Question

A body is thrown upwards with velocity 40$m{{s}^{-1}}$ and it covers 5m in the last second of its upward journey. If the same body is thrown upwards with velocity 80$m{{s}^{-1}}$, what distance will it travel in the last second of the upward journey? (Take g=10$m{{s}^{-2}}$)
A. 5m
B. 10m
C. 15m
D. 20m

Answer 1

It is given that the initial velocity of the body in the second case is 80 $m{{s}^{-1}}$. We can find the time taken to reach the highest point and the distance that the body covers in this time by using the kinematic equations.
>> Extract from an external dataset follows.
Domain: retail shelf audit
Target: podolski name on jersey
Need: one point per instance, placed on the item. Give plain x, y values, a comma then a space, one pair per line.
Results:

Then we can calculate the distance that it covers before the last second. Then subtract the two distances, to find the distance covered in the last second.

Formula used:
$v=u+at$
$2as={{v}^{2}}-{{u}^{2}}$
$s=ut+\dfrac{1}{2}a{{t}^{2}}$

Complete answer:
It is given that the body is thrown upwards with a velocity of 80$m{{s}^{-1}}$ and t we are supposed to find the distance that it covers in the last second of its upwards journey.
For this, let us first find the time taken by the body to reach its maximum height. Then we can calculate the total distance that it covers while going to the highest point.
Let the time taken to reach the maximum height be t. To find the time t we will use the kinematic equation $v=u+at$ ….. (i),
v and u are the final initial velocities of the body and a is the acceleration of the body.
In this case, u = 80$m{{s}^{-1}}$. The body will stop at the maximum height. Therefore, v = 0.
Since the body is accelerated by the gravity in the downwards direction, a = -g = -10$m{{s}^{-2}}$.
Substitute the values of v, u and a in equation (i).
$\Rightarrow 0=80+(-10)t$
$\Rightarrow t=8s$.
Now, let us find the distance that body covers in this time. Let that distance be s.
To find s, we will use the kinematic equation $2as={{v}^{2}}-{{u}^{2}}$.
$\Rightarrow 2(-10)s={{0}^{2}}-{{(80)}^{2}}$
$\Rightarrow 20s=6400$
$\Rightarrow s=320m$.
Now we can find the distance that the body covers before the last second. Let this distance be s’.
To cover the distance of s’, the body took a time of (t-1)=7s.
Use the kinematic equation $s=ut+\dfrac{1}{2}a{{t}^{2}}$.
$\Rightarrow s'=(80)(7)+\dfrac{1}{2}(-10){{(7)}^{2}}$
$\Rightarrow s'=(80)(7)-(5)(49)$
$\Rightarrow s'=560-245=315m$.
Therefore, in the last second of the inward journey, the body will travel will travel a distance equal to s - s’ = 320 – 315 = 5m

Hence, the correct option is A.

Note:
We can solve the given question in a different way.
For this, we will use the kinematic equation $v=u+at$ for both motions of the body.
Let's consider the last second in both the motions.
In the first motion, where the body is thrown with velocity of 40$m{{s}^{-1}}$, the velocity after the last second is zero, i.e. v=0. The acceleration is a=-10$m{{s}^{-2}}$ and t =1s.
Let us find the velocity just before the last second, i.e. ${{u}_{1}}$.
$\Rightarrow 0={{u}_{1}}+(-10)(1)$
$\Rightarrow {{u}_{1}}=10m{{s}^{-1}}$.
Similarly, will we find that the velocity of the body just before, the last second is the same. i.e. 10 $m{{s}^{-1}}$.
Now, from the equation $s=ut+\dfrac{1}{2}a{{t}^{2}}$, we know that in the last second the body will cover a distance of $s=u+\dfrac{1}{2}a$.
Since the value of u and a are the same for this time in both cases, the value of s will be the same.
Therefore, in both cases the body covers the same distance, in the last second.